Abstract

In this study, we present new two- and three-dimensional resistivity models of the Huya fault region in the east margin of the Tibetan Plateau, imaged with magnetotelluric (MT) method. According to those models, a high-angle low-resistivity anomaly beneath the Huya fault is revealed, which is interpreted as a crustal thrust fault. The Minshan Uplift is imaged as a two-layered resistivity structure. The Bikou Block exhibits relatively uniform high-resistivity characteristics in our models, with its basement connected to a high-resistivity body beneath the Longmenshan fault belt. Thus, we infer that the Bikou Block belongs to the Yangtze Block.

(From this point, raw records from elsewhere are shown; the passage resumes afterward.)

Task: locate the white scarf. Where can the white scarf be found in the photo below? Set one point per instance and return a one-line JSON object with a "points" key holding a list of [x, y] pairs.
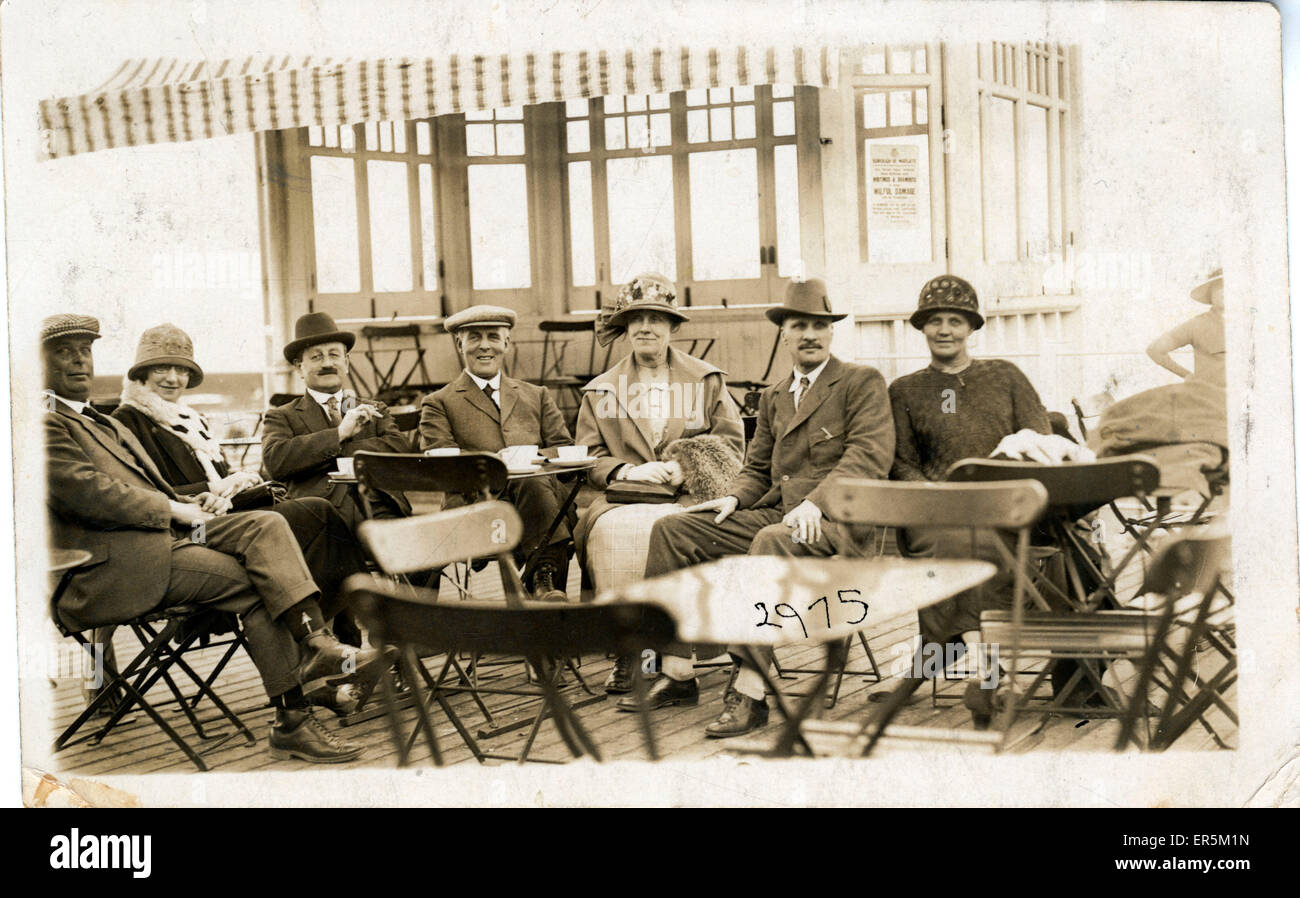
{"points": [[178, 420]]}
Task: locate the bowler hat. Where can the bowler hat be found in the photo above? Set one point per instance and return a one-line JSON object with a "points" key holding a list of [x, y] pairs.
{"points": [[947, 294], [165, 345], [807, 298], [312, 329]]}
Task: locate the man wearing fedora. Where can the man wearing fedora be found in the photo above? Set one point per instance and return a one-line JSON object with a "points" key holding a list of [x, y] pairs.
{"points": [[484, 411], [152, 547], [303, 439], [827, 419]]}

The Longmenshan fault belt exhibits strips of alternating high- and low-resistivity anomalies in the upper crust, with its middle and lower crust being highly resistive. The middle and lower crust of the western study region shows low resistivity, with its geometry changed greatly as it extends southeastward and upward. This is interpreted as an eastward channel of escaping material of the Tibetan Plateau. However, this channel is imaged to be blocked horizontally by the Bikou Block near the Huya fault, causing part of mid-to-lower crustal material to be upwelling, resulting in the Minshan Uplift. Another part of the low resistivity anomaly extended southeastward and was blocked by the lithospheric high-resistivity body beneath the Longmenshan fault belt, and then extended to the northeast and the southwest.